И вот те, Лен, кто бегал сумасшедшим голым по балкону – теперь мертв и лежит вместе с тем, от кого он бегал. Меня, прямо, замуровало там, в автобусе, как я это поняла. До сих пор эти балконы снятся. Лица эти голые, впаянные в стекла.
Вспомнила, как наш проректор вызвал и сказал: «Зачем тебе туда? Война – грязь. Знаешь, что там с такими, как ты, делают?" От этого каменело всё внутри и болело ниже пояса. Не помнила этого ничего, а тут вдруг в автобусе пятна кладбищенские счесываю – и всё вспомнила. Сына Марии Исааковны вспомнила, который приходил в класс прямо посреди урока и просил денег. Сгоревший, зубы одни белые. Крупные зубы, кудри, рубашка цвета песка. Мы слова тогда такого не знали – наркоман. Просто он был чужой среди наших белых фартуков и пионерских зорек. Он резал день надвое и вспоминался как привидение. Я только потом посчитала, что он всего на четыре года старше.

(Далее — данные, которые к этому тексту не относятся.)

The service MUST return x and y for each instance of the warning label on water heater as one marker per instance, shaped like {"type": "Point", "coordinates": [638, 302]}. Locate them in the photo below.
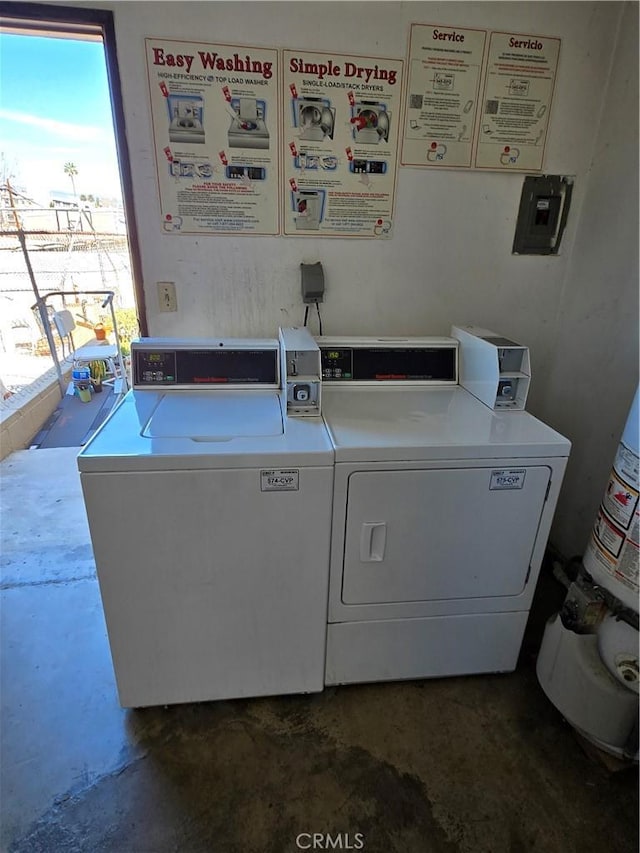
{"type": "Point", "coordinates": [510, 479]}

Учился в Москве на физтехе, забрали а армию. Вернулся – гепатит, наркомания, через два года похоронили. Один сын. Я Марию Исааковну потом сама в нашу онкологию пристраивала. И хоронила сама.
Что мне Павлу сказать, что я не вышла за него замуж, потому что меня преследовали мертвецы? Потому что меня не изнасиловали в каком-нибудь палаточном городке? Потому что они въелись в меня кислотно, эти Сени и Виталики? Потому что я чувствую себя порченной?
– Ну ты же не виновата, что не попала туда, что войска в тот год вывели.
– Я виновата. Потому что прямо из автобуса вся в липкой этой пятнистой жути рванула в военкомат забирать заявление. А мне: «Таранова, не будет набора. Войска выводят».
Я всех предала. Не пошла – ребят предала. Пошла бы – предала своим бумажным героизмом Павла с больной мамой и братом. Мы с Тимошкой эти пазлы собирали. Он мне их подарил.